Personal details
- Born: 10 October 1926 Dar es Salaam, Tanganyika
- Died: 19 May 2013 (aged 86) Nairobi, Kenya
- Resting place: Kisutu Cemetery, Dar es Salaam
- Other political affiliations: Tanganyika African National Union
- Relations: Kleist Sykes (father)

= Ally Sykes =

Ally Kleist Sykes (10 October 1926 – 19 May 2013) was a veteran Tanzanian politician and one of the 17 founders of the Tanganyika African National Union.

==Early life and career==
Ally was born on 10 October 1926 in Dar es Salaam to Kleist Sykes during the British rule of Tanganyika.

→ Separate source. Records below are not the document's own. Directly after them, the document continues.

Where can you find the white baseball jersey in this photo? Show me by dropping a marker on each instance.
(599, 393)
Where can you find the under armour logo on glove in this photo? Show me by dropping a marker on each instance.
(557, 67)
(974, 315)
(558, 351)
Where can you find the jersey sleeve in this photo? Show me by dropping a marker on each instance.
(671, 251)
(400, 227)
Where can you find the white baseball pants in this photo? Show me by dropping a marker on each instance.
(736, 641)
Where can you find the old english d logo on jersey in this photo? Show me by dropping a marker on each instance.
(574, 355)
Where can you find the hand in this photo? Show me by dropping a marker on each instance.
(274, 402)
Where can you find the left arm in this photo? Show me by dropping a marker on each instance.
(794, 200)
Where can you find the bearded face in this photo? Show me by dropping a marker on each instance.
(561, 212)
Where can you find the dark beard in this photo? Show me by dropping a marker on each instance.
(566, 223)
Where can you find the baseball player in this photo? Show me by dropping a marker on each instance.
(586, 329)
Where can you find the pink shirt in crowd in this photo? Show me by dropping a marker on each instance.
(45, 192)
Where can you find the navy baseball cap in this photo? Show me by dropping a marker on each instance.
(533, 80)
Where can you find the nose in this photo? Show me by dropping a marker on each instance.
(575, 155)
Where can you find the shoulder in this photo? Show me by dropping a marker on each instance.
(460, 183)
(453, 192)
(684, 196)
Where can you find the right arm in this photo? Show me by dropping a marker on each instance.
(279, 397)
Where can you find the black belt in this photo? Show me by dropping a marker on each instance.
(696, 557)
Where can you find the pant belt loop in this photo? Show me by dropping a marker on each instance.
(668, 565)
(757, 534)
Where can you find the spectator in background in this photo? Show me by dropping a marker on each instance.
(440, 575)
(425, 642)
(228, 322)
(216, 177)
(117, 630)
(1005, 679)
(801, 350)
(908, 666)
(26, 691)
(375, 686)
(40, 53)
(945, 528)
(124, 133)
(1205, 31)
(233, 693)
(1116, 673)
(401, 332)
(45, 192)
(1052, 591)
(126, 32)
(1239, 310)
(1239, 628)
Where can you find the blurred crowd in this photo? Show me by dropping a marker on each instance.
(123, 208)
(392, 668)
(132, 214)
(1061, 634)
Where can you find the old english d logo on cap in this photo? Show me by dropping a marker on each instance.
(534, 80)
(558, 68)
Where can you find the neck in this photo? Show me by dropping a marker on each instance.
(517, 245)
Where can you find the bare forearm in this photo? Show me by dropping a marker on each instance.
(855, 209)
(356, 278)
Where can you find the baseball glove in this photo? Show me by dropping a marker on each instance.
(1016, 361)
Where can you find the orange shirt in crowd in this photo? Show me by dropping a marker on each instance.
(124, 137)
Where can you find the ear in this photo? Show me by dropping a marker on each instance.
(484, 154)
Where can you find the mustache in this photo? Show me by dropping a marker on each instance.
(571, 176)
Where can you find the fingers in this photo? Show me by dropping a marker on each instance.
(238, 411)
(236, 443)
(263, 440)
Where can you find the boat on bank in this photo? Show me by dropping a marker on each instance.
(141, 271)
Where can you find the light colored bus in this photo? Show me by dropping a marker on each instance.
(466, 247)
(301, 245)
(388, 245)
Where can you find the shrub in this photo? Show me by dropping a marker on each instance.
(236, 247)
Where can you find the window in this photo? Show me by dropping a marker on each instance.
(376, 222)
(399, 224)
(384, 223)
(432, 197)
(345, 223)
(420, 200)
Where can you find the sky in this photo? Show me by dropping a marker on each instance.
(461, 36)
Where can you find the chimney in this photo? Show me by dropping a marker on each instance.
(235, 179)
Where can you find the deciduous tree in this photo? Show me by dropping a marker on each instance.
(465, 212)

He served in the King's African Rifles during World War II .

==Personal life==
He had two brothers Abulwahid and Abbas. He served as a trustee of the Tanzanian Premier League club Simba S.C.

==Death and funeral==
He died of heart failure on 19 May 2013 at the Aga Khan Hospital in Nairobi, Kenya and was buried the next day at the Kisutu Cemetery in Dar es Salaam. His funeral was attended by President Jakaya Kikwete, former presidents Ali Hassan Mwinyi and Benjamin Mkapa, CCM senior officials Philip Mangula and Abdulrahman Kinana.